Oddly, both novels offer an omission or reduction of genders as a possible solution to prevent or curtail war on a global scale. To avoid oversimplification, the nations of The Forever War encouraged homosexuality to curb the population and put an end to class wars borne of inequity in a scarcity-based economy while the androgynes of Gethen in The Left Hand of Darkness had historically never known war, despite the fact that two of its nations seemed to be approaching it over a border dispute. Still, both authors seem to contend that gender is a component of what causes violent conflict between nations. While I feel both of them would deny any assumption that the Vietnam or any other war was caused by sexuality or gender identity, their writing sheds light on what humans believe a world without gender would look like.

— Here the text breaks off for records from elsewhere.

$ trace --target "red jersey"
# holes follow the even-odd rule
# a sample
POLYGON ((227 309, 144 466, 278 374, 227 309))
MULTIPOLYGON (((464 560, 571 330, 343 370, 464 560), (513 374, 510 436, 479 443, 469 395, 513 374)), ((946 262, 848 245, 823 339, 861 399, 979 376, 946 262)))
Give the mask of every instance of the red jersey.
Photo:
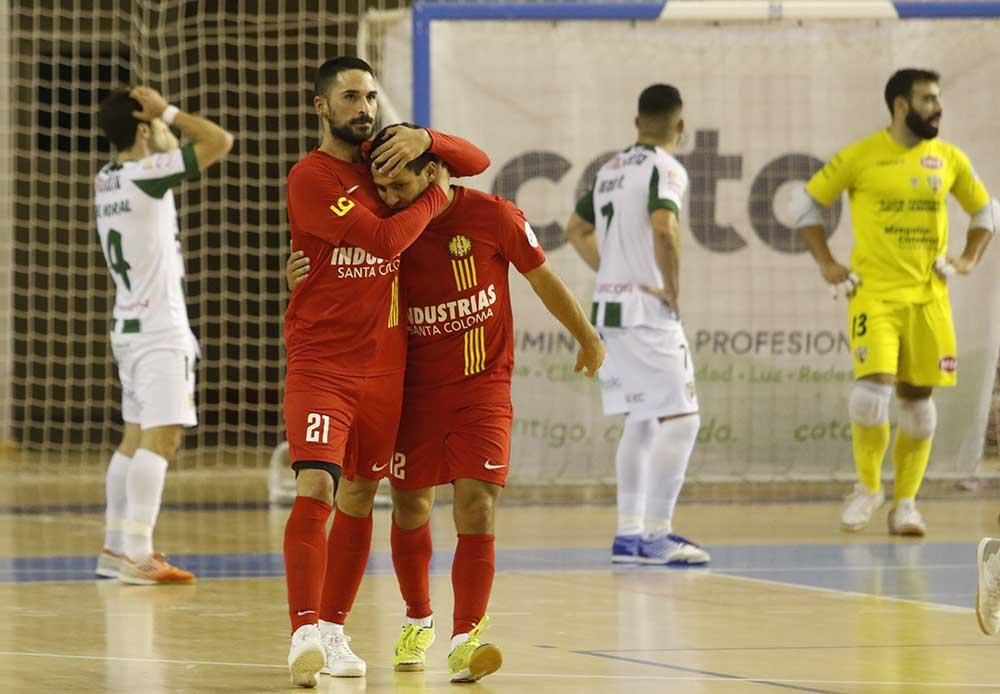
MULTIPOLYGON (((471 176, 489 158, 471 143, 431 134, 430 151, 453 176, 471 176)), ((376 376, 406 361, 405 306, 400 304, 399 254, 446 203, 432 185, 392 215, 378 197, 366 162, 347 162, 316 149, 288 174, 292 248, 312 263, 285 312, 288 371, 376 376), (391 216, 390 216, 391 215, 391 216)))
POLYGON ((512 202, 454 187, 455 198, 403 254, 406 397, 462 384, 462 397, 509 400, 514 369, 510 264, 545 262, 512 202))

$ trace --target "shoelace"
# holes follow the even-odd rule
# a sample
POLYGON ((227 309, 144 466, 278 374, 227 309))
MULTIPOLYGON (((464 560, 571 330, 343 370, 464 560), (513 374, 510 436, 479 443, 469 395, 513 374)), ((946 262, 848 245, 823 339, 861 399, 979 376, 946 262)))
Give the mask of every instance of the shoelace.
POLYGON ((423 636, 426 627, 414 626, 412 629, 403 627, 403 638, 399 644, 399 648, 402 651, 416 651, 421 648, 421 636, 423 636))
POLYGON ((333 651, 337 658, 356 658, 351 650, 351 637, 347 634, 327 634, 323 637, 323 645, 333 651))

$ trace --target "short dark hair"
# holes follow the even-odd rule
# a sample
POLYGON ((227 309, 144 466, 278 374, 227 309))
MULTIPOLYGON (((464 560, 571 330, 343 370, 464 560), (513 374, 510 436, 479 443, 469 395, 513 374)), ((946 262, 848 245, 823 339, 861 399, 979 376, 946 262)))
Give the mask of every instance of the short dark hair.
POLYGON ((135 133, 142 122, 132 115, 134 111, 141 111, 142 106, 129 96, 131 92, 131 87, 119 87, 108 94, 97 112, 97 124, 119 151, 131 149, 135 144, 135 133))
POLYGON ((889 115, 892 115, 892 105, 896 102, 896 97, 901 96, 909 100, 913 94, 913 85, 917 82, 940 82, 941 75, 934 70, 924 70, 921 68, 903 68, 896 72, 885 83, 885 105, 889 108, 889 115))
MULTIPOLYGON (((376 149, 385 144, 385 141, 389 139, 389 129, 397 127, 411 128, 413 130, 420 129, 419 125, 414 125, 413 123, 393 123, 392 125, 387 125, 378 131, 378 134, 372 140, 372 148, 369 150, 369 152, 374 152, 376 149)), ((425 168, 427 168, 427 165, 430 164, 431 162, 440 162, 440 161, 441 157, 439 157, 436 154, 432 154, 430 151, 427 151, 421 154, 416 159, 408 161, 406 163, 405 168, 409 169, 413 173, 420 173, 425 168)), ((371 162, 369 162, 369 165, 371 165, 371 162)))
POLYGON ((327 90, 337 79, 337 75, 347 70, 364 70, 372 77, 375 76, 372 66, 361 58, 355 58, 353 55, 339 55, 336 58, 330 58, 316 71, 316 96, 326 96, 327 90))
POLYGON ((639 95, 640 116, 670 117, 683 105, 680 91, 669 84, 652 84, 639 95))

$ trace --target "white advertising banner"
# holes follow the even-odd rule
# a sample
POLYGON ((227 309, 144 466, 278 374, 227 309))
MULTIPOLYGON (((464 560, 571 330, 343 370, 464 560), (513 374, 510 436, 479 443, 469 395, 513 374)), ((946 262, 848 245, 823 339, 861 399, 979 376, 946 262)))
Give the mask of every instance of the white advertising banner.
MULTIPOLYGON (((432 125, 490 153, 490 170, 465 183, 515 200, 589 307, 593 275, 565 243, 563 224, 603 156, 633 141, 639 92, 676 85, 691 180, 681 302, 703 422, 690 475, 849 477, 846 306, 831 299, 788 226, 787 184, 884 127, 885 82, 913 66, 942 73, 942 136, 996 195, 998 42, 1000 25, 964 21, 435 22, 432 125)), ((387 52, 387 84, 405 82, 408 58, 387 52)), ((845 264, 846 202, 830 239, 845 264)), ((957 254, 968 218, 949 210, 957 254)), ((969 474, 980 455, 1000 343, 998 265, 1000 248, 991 248, 973 276, 951 280, 959 385, 935 395, 931 476, 969 474)), ((568 334, 527 283, 513 284, 512 482, 610 481, 621 420, 604 417, 597 384, 573 373, 568 334)))

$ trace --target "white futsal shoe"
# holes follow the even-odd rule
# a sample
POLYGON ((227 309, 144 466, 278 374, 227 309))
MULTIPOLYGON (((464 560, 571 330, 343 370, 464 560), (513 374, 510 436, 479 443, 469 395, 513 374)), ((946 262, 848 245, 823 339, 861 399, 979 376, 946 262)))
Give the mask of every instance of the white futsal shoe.
POLYGON ((923 537, 927 534, 924 517, 917 510, 913 499, 900 499, 896 508, 889 511, 889 534, 923 537))
POLYGON ((707 564, 705 549, 680 535, 655 535, 639 542, 640 564, 707 564))
POLYGON ((984 634, 996 636, 1000 631, 1000 540, 984 537, 979 541, 976 567, 976 620, 984 634))
POLYGON ((292 684, 315 687, 317 675, 326 666, 326 651, 320 637, 319 626, 303 624, 292 634, 292 647, 288 651, 288 671, 292 684))
POLYGON ((854 491, 844 499, 844 510, 840 513, 840 529, 856 533, 868 527, 872 514, 885 503, 885 494, 881 491, 870 492, 863 484, 855 484, 854 491))
POLYGON ((364 677, 368 671, 365 661, 351 650, 351 637, 344 634, 323 634, 323 649, 326 651, 324 675, 334 677, 364 677))

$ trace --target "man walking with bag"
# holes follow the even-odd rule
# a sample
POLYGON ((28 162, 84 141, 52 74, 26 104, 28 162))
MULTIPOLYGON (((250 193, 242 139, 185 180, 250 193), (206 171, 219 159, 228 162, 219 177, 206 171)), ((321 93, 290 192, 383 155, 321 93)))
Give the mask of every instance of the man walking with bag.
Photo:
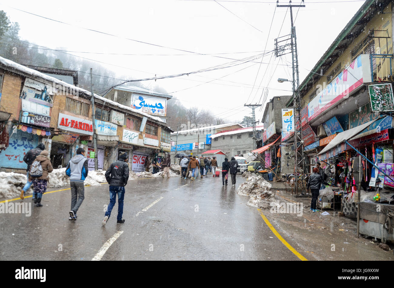
POLYGON ((76 155, 71 158, 67 164, 66 174, 70 177, 70 188, 71 190, 71 208, 69 220, 76 220, 76 212, 85 199, 84 181, 88 173, 87 158, 85 158, 85 150, 76 150, 76 155))
POLYGON ((118 196, 118 216, 116 223, 125 223, 125 220, 122 219, 122 216, 123 215, 123 199, 125 198, 125 186, 127 184, 128 180, 127 160, 127 153, 121 152, 118 157, 117 161, 111 164, 105 172, 105 178, 110 185, 110 204, 101 222, 103 226, 107 223, 111 216, 111 212, 116 201, 117 195, 118 196))

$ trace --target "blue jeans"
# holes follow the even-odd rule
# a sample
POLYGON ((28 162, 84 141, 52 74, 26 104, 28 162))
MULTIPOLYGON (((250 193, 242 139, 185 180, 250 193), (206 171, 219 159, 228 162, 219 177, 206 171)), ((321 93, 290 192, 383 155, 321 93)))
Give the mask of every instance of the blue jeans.
MULTIPOLYGON (((26 175, 27 175, 27 183, 25 184, 25 186, 23 187, 23 189, 22 189, 22 190, 24 191, 25 192, 26 192, 28 190, 29 190, 29 188, 30 188, 30 186, 32 186, 32 183, 33 183, 32 182, 29 182, 29 171, 27 172, 26 173, 26 175)), ((34 199, 34 196, 33 196, 33 199, 34 199)))
POLYGON ((107 208, 105 216, 108 218, 111 216, 111 212, 112 210, 116 201, 116 195, 118 196, 118 220, 122 220, 123 215, 123 199, 125 199, 125 187, 122 186, 110 186, 110 204, 107 208))

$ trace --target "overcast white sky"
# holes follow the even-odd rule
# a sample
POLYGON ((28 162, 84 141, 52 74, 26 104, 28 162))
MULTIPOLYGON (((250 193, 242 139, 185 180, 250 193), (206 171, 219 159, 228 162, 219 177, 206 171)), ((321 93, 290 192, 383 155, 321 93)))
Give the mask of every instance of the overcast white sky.
MULTIPOLYGON (((7 13, 11 21, 19 23, 19 35, 22 39, 52 49, 62 47, 69 51, 106 53, 186 54, 152 56, 72 53, 126 67, 105 65, 115 71, 118 76, 126 75, 142 79, 154 77, 155 74, 187 73, 233 61, 214 56, 240 59, 257 55, 265 50, 265 50, 273 50, 274 39, 278 35, 290 33, 290 11, 286 14, 287 8, 280 7, 275 11, 276 4, 274 0, 260 2, 268 3, 184 0, 69 0, 61 3, 49 0, 2 1, 0 9, 7 13), (8 5, 74 26, 31 15, 8 5), (119 37, 105 35, 76 26, 119 37), (204 54, 250 53, 199 55, 125 38, 204 54)), ((300 83, 308 74, 306 69, 313 67, 363 3, 339 0, 305 2, 306 7, 299 9, 295 24, 300 83), (323 3, 327 1, 334 3, 323 3)), ((280 4, 288 3, 281 1, 280 4)), ((293 4, 300 3, 294 1, 293 4)), ((297 10, 294 8, 294 17, 297 10)), ((173 96, 187 107, 198 105, 229 122, 235 121, 251 112, 249 108, 243 107, 247 102, 265 105, 262 102, 266 89, 263 87, 268 87, 266 102, 275 96, 291 94, 290 82, 281 83, 277 81, 279 78, 291 79, 291 55, 280 58, 275 58, 274 55, 271 57, 271 53, 264 57, 259 70, 261 59, 255 62, 197 74, 158 80, 156 82, 146 81, 144 85, 151 88, 159 85, 169 93, 173 92, 173 96), (243 70, 239 71, 241 69, 243 70), (218 78, 221 79, 205 83, 218 78)), ((263 110, 256 113, 257 120, 261 120, 263 110)))

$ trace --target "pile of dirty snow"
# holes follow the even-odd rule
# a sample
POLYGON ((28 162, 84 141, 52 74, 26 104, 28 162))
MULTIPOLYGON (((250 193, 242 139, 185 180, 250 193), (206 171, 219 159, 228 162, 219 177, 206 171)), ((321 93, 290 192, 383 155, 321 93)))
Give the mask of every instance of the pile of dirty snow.
POLYGON ((269 208, 275 203, 275 192, 271 190, 272 185, 260 175, 252 175, 238 188, 237 193, 242 196, 249 196, 247 205, 257 208, 269 208))
MULTIPOLYGON (((5 198, 9 199, 19 197, 23 186, 27 182, 26 175, 13 172, 7 173, 0 172, 0 199, 5 198)), ((31 187, 25 195, 33 193, 31 187)))

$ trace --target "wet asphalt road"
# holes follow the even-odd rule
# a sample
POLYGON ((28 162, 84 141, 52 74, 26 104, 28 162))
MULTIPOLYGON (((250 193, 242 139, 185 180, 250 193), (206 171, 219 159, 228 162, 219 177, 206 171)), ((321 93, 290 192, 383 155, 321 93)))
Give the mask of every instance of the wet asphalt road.
POLYGON ((180 177, 129 181, 125 223, 116 223, 117 203, 104 227, 108 184, 85 187, 75 222, 68 220, 69 189, 44 194, 44 206, 32 205, 30 217, 0 214, 0 260, 90 260, 120 231, 101 260, 299 260, 257 209, 246 205, 249 198, 237 194, 244 181, 239 174, 237 180, 235 187, 223 186, 221 178, 212 175, 193 182, 180 177))

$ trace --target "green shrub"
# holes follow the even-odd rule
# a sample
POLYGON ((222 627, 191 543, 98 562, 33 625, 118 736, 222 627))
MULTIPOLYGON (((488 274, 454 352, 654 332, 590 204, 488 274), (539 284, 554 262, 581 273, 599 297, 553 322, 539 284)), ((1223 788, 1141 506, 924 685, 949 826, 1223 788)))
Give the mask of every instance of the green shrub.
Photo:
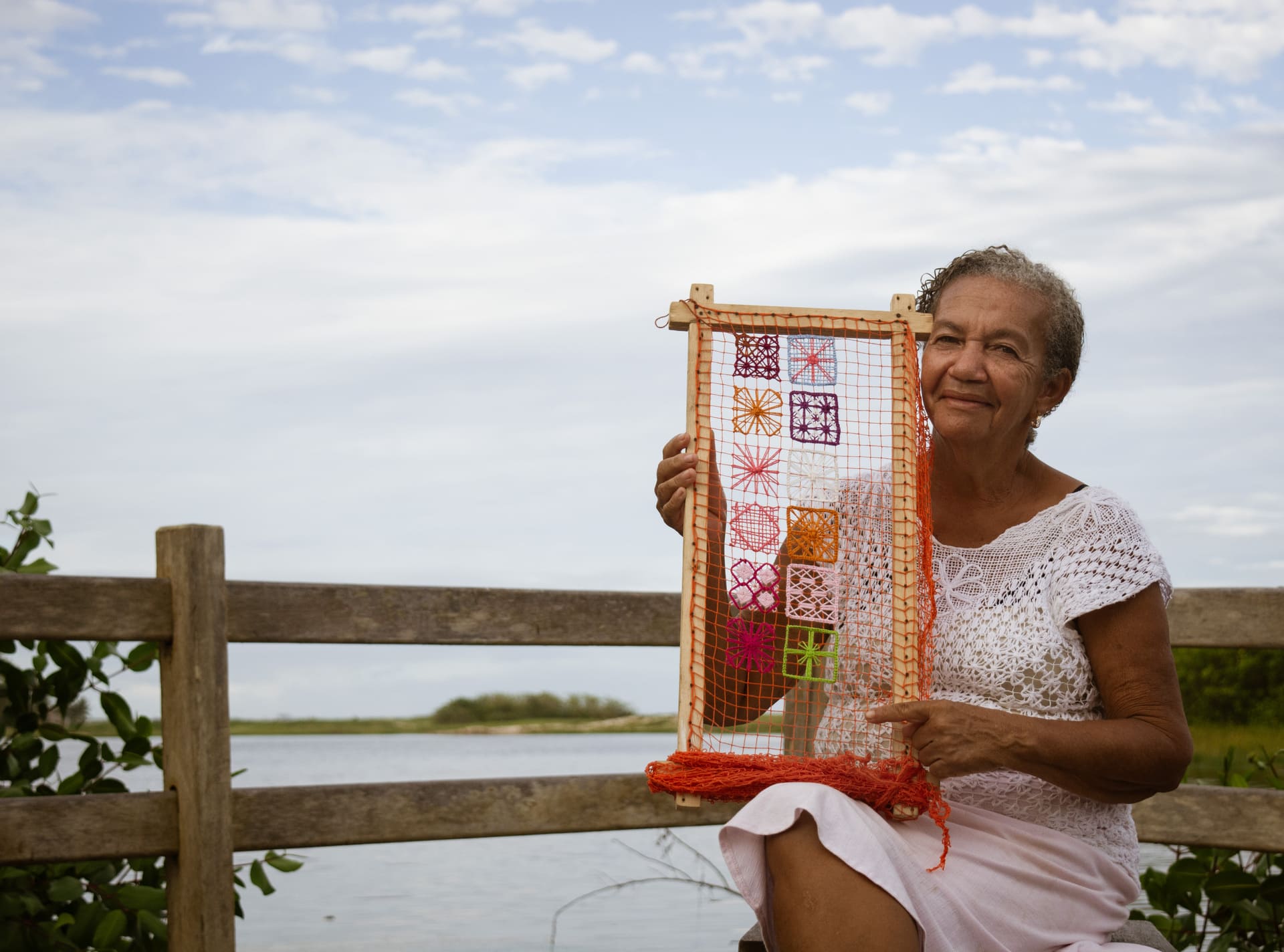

They envision a simpler and more peaceful world in both events, worlds more in tune with one another and less prone to quibblings over rations or land disputes. And while the homosexual denizens of Earth still do battle with the Taurans for many hundreds of years and the androgynous Gethanians seem prepared to enter the first armed conflict of their planet’s history, the relative societal harmony of each planet speaks to our civilization’s conception of the role gender plays in international interactions. Could humans really be pacified against growing problems of rationing and resource scarcity by curbing population growth? Could every war in our global civilization’s history have been prevented if sex were no object, if roles within sexual activity were arbitrarily assigned once every few weeks? It’s unlikely that either scenario would do the trick, but the fact that the authors wrote about them says more about their perceptions of our present human society than it does about future or alien ones.

And for that reason—that these fantastic worlds are intrinsically and unavoidably related to our own—the two novels are timelessly interesting and relevant for decades after their original authorship. The mere fact that these two novels contain, intentionally or otherwise, so much content related to modern dialogues concerned with gender and feminism illustrates the fact that science fiction can offer serious political and critical discourse serving as the underpinnings for the stories of interstellar spaceships and extrasolar war. By portraying a culture removed from biological sex and therefore ignorant of humankind’s gender expectations and gender power imbalances, La Guin presents an engaging and enlightening alternative to our culture’s current institutionalized gender roles. Similarly, Haldeman’s novel helps readers contextualize gender and sexual orientation biases which exist in contemporary America by reversing the longstanding heteronormative dichotomy and demonstrating the bigoted society that contemporary homosexuals are routinely subjected to. This is what not only the best science fiction, but really also the best literature in general, has always aspired to—causing through fiction the reader to reexamine him or herself and the biases and assumptions that he or she holds about the world and the way it operates. Any book which raises this many interesting questions and has the capacity to alter so profoundly the reader’s perception of society has certainly earned its place within the literary canon, aliens and all. Hopefully, in the course of a few dozen generations, these issues will seem as archaic as problems of race and ethnicity seem to the younger generation, and future science fiction will illustrate the similarities and unfair cultural divergences between humankind and robots or humankind and some undiscovered alien race. Whatever its political agenda, it goes without saying that science fiction will continue to serve as a powerful and essential force for positive cultural change for generations to come.